I have the following equation:
( ((X + Y) mod 29) - Y) mod 29 = Z
However, This can also be written as:
((X + Y) - Y) mod 29 = Z
And achieve the same answer. I have tested it mathematically, but I am not too sure what happens to the modulus since it is treated differently in comparison to a multiplication or division.
Is there any sort of a rule for this?
Thanks for all the help!
P.S Sorry if the formatting is wrong, I am new to posting Math questions.

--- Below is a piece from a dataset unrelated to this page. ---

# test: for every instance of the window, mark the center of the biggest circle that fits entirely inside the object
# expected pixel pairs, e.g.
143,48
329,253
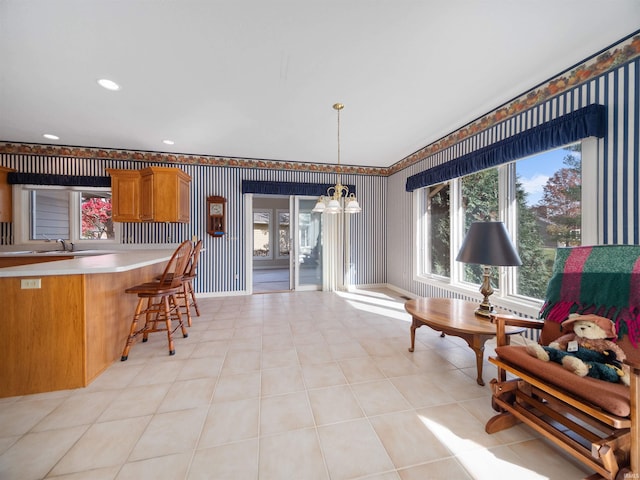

( ((X + Y) mod 29) - Y) mod 29 =( (((X + Y) mod 29) mod 29) - Y mod 29)
Which is again:
( ((X + Y) mod 29) - Y mod 29 )
Therefore it results in
( (X + Y) - Y) mod 29
Please refer http://nrich.maths.org/4350 for proofs of the steps used
Mathematicians prefer to define modular arithmetic in terms of congruence, rather than as an operation on natural numbers. We say that two integers $a$ and $b$ are "congruent" modulo $n$, and write $$a \equiv b \mod n$$ or $$a \cong b \mod n$$ when $n$ divides evenly into the difference $a-b$. To see how this connects to the operation way of understanding things that you're more familiar with, "$a \mod n$" is the smallest non-negative integer congruent to $a$ modulo $n$. For example, where you might be more familiar with the statement "$53 \mod 29 = 14$", we prefer to write $53 \equiv 14 \mod 29$, and $14$ doesn't really have any special significance here; it would be equally correct to write $53 \equiv 82 \mod 29$, or even $53 \equiv -15 \mod 29$.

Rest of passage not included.